More beam fire thudded off the deflectors. “How are we going to get out of this?” Jones demanded. “Those Cardassians are contacting their ships in orbit right now. They’ll intercept us the second we break atmosphere.”

Nechayev pushed the throttle forward, and the courier leapt into the lightening sky, crashing seconds later through the sound barrier with the twin thunders of a supercompressed shock wave. “Jekko had some tricks up his sleeve.” She smiled, and jerked her thumb at a compartment in the rear. “See that? I noticed it as soon as I got on board.”

Jones looked and saw a cracked white spheroid with battered blue components at either end. It was wired into the main power bus, but it seemed out of place. “I don’t know what that is.”

“Romulan cloaking device, the kind they used to use in the mid–23rd century,” she explained, “probably salvaged from an old bird-of-prey.”

Jones gaped. “We’re pinning our escape on an antique piece of Romulan salvage?”

Nechayev gave a gallows-humor smile. “Well, as we’re all being truthful with each other, I should tell you that this courier’s practically a museum piece as well.” She shrugged. “I rate our chances of making our rendezvous at less than forty percent.”

Dukat stood over the unconscious form of the Bajoran law officer and his fists tightened. He wanted to haul the man off the ground and beat an answer out of him.

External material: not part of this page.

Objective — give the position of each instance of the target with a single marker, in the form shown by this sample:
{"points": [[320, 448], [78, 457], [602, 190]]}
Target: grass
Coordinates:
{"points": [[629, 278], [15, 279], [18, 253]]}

“Do you know him, sir?” Orloc asked.

The gul ignored the question and pushed the glinn out of his way. “Wake him up,” he snarled. “Find out what he knows! Now!” Dukat strode out of the hangar to the line of hovering skimmers. He slapped at his comcuff. “Tunol! Status?”

The reply he got stoked his annoyance even higher. “Sir, sensors have lost contact with the target vessel. There was an energy surge in low orbit and then it just vanished.”